A Word in the Dark

Teen suicide is a growing epidemic here and across the country

It’s a hot Tuesday morning this past September, and Cindy Nadelbach has set out a spread of doughnut holes, coffee, and yellow ribbons and bracelets. It’s National Suicide Prevention Day, and she’s at Jaycee Park in Boynton Beach to unveil a brand-new park bench.

After words from the mayor, Nadelbach stands with Victor Perez, her son’s best friend since fourth grade, ready to lift the veil over the bench. The crowd counts down, and in a flurry of fabric, a bright yellow bench is revealed to applause. On it is the National Suicide Prevention Lifeline phone number and her son’s name: Josh Nadelbach.

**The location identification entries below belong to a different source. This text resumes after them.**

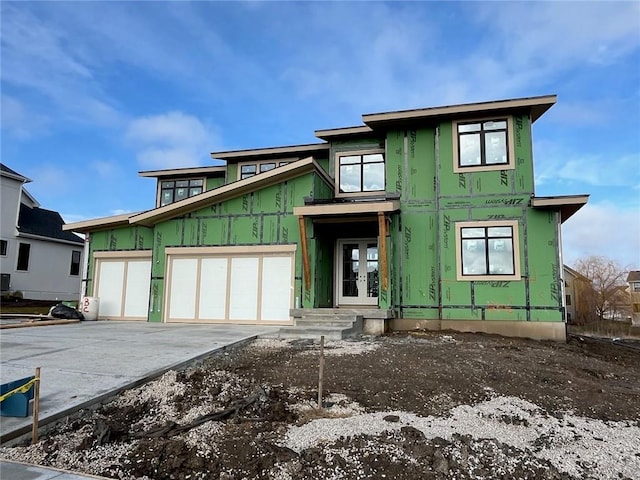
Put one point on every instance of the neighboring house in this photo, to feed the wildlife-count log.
(422, 218)
(37, 257)
(633, 279)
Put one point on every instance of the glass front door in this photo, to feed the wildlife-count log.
(357, 280)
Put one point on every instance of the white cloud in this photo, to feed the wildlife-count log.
(556, 166)
(604, 229)
(171, 140)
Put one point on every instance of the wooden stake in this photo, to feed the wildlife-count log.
(36, 407)
(321, 372)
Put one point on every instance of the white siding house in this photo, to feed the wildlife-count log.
(37, 258)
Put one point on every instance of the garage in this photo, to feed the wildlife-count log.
(122, 284)
(247, 285)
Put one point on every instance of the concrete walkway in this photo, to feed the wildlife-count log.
(88, 362)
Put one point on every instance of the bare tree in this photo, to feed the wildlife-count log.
(604, 296)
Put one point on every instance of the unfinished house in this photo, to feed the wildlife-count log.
(414, 219)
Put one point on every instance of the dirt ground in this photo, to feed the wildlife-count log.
(406, 406)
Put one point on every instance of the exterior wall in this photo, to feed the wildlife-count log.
(123, 239)
(423, 253)
(10, 191)
(38, 282)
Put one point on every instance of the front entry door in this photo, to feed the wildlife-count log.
(357, 282)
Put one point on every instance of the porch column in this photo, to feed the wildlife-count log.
(305, 253)
(382, 231)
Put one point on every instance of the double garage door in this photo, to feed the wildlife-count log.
(122, 284)
(247, 285)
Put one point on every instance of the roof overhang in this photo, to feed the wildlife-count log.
(179, 172)
(347, 208)
(103, 223)
(536, 105)
(272, 152)
(567, 205)
(228, 191)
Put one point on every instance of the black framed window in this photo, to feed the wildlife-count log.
(175, 190)
(75, 262)
(483, 143)
(24, 250)
(361, 172)
(487, 250)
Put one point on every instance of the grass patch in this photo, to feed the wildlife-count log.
(607, 328)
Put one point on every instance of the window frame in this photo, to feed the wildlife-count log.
(77, 263)
(484, 167)
(20, 260)
(361, 153)
(515, 231)
(279, 162)
(174, 180)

That day marked the 15th bench that was installed by Josh’s Benches, a new nonprofit founded less than two years after Josh died by suicide. He was only 21 years old when a friend called Cindy in the middle of the night, saying her son had left a cryptic message on his Facebook page and that something wasn’t right.

Later that day, they found Josh dead in his car. “I said to myself, I didn’t want my son to just be a statistic. That was almost one of the first things I thought about,” Nadelbach says. “You can’t miss a bright yellow bench. I knew whatever I was going to do with it, I wanted it to be noticed.”

Noticed, and talked about. While that day was one to recognize suicide prevention, there weren’t news stories and social media posts calling attention to it the same way our world is painted pink during October.

Why do we ignore it?

“Suicide is a word that stays in the dark,” Nadelbach says. “Suicide is something that nobody wants to talk about.”